Elle le saisit là où un homme

Elle le saisit là où un homme
Chroniques

À l’occasion de la quatrième marche mondiale des femmes et de la rencontre régionale du Moulin à paroles mise en place par le Réseau des femmes des Laurentides, pourquoi pas un peu d’humour, «avec» la gent féminine, puisque la porte-parole Judi Richards a sûrement entendu quelques réparties autour du féminisme, de la part d’un certain Yvon Deschamps…

Si on débutait avec Sir Winston Churchill (1874-1965) alors qu’il reçoit la visite quelque temps avant la première guerre mondiale de la comtesse Nancy Astor, à son château ancestral de Blenhein.

Elle orienta alors la conversation sur les droits des femmes, cause qui allait la conduire plus tard à être élue la première femme membre du parlement. Churchill s’opposait et s’ingéniait à réfuter tous les arguments qu’elle lui exprimait en faveur de cette cause qui lui était chère; exaspérée, elle lui dit: «Winston Churchill, si j’étais votre épouse, je mettrais du poison dans votre café.»

Il lui répondit: «Et moi si j’étais votre mari, je le boirais…»

Franklin Delano Churchill (1882-1945) président américain, nomma Frances Perkins ministre du Travail passant au-dessus de plusieurs hommes réputés compétents. Les syndicats s’en indignèrent opposés à ce qu’une femme ait un pouvoir politique réel. Ils obtinrent un entretien avec le président qui s’avéra particulièrement agressif, le président maintint toutefois sa décision malgré les pressions. Madame Roosevelt mise au courant de cet incident, sympathisa avec

son époux, qui lui répliqua:
«Ça va, j’aime mieux avoir des problèmes pendant une heure avec eux, que des arguments avec toi pendant le reste de ma vie…»

Un jour un journaliste demanda à la grande ballerine Margot Fonteyn si elle était en faveur du mouvement de libération des femmes, elle répondit: «Pas si cela veut dire que je devrai porter les danseurs mâles plutôt qu’ils me transportent…»

Quant au lexicographe Noah Webster du dictionnaire du même nom, voilà qu’inopinément, madame Webster le surprend alors qu’il embrassait la servante de la maison: «Noah! je suis surprise.»

Webster tout en s’éloignant de la servante dit alors, corrigeant son épouse, en bon lexicographe…:«Chère, c’est moi qui suis surpris, tu es plutôt éberluée…»

Anne Louise Germaine baronne de Staël se faisant reprocher par Napoléon qu’il n’était pas approprié pour une femme de s’intéresser à la politique, lui répliqua: «dans un pays où des femmes ont été décapitées, n’est-il pas naturel que les autres femmes demandent: «pourquoi?»
À l’humoriste Mark Twain (1835-1910) on demanda ce que deviendraient les hommes dans un monde sans femmes? Rares, très rares…

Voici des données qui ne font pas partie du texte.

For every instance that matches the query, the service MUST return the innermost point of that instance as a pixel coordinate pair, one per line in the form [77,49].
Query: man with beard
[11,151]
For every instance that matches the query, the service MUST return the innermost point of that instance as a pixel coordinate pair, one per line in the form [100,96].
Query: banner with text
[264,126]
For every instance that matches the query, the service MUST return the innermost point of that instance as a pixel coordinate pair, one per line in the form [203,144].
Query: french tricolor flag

Plus près de nous, Martine Messier (1608-1688) présente en Nouvelle-France dans ses tout débuts d’une famille souche, est digne d’intérêt par ce fait de notre histoire.

Alors qu’elle était à l’extérieur du fort de Ville-Marie le 29 juillet 1652, occupée aux travaux des champs, trois Iroquois surgissent et l‘attaquent, elle se débat comme une déchaînée, mais elle a 44 ans et finit par succomber aux nombreux coups et s’écroule inconsciente.

Un des Iroquois pose alors son genou sur sa poitrine afin de mieux lui arracher sa chevelure et sort son couteau. Mais la douleur et la pression sur sa poitrine lui font reprendre ses esprits et devant le danger elle rassemble ses forces et saisit l’Iroquois de ses mains sur la partie la plus sensible de son anatomie… ce qui le fait hurler et alerte les Français du fort qui viennent à son secours.

Le premier arrivé la soulève et ravi de la voir vivante, l’embrasse de joie.

Il a la surprise de recevoir un magistral soufflet.
«Mais pourquoi ce geste» lui demande t-on? Parmanda, dit-elle en patois normand, «je croyais qu’il allait me baiser! » ce surnom lui est resté. Par la force de son caractère que nous retrouvons chez beaucoup de nos ancêtres, elle avait survécu à une attaque brutale qui lui avait causé sept blessures graves.

Ah! j’oubliais… Martine Messier est mon aïeule.
«Du sang dont vous sortez, rappeler l’histoire.» – Racine.

Le Moulin à paroles, au Méridien 74, à Saint-Jérôme, jeudi le 14 octobre à 19h.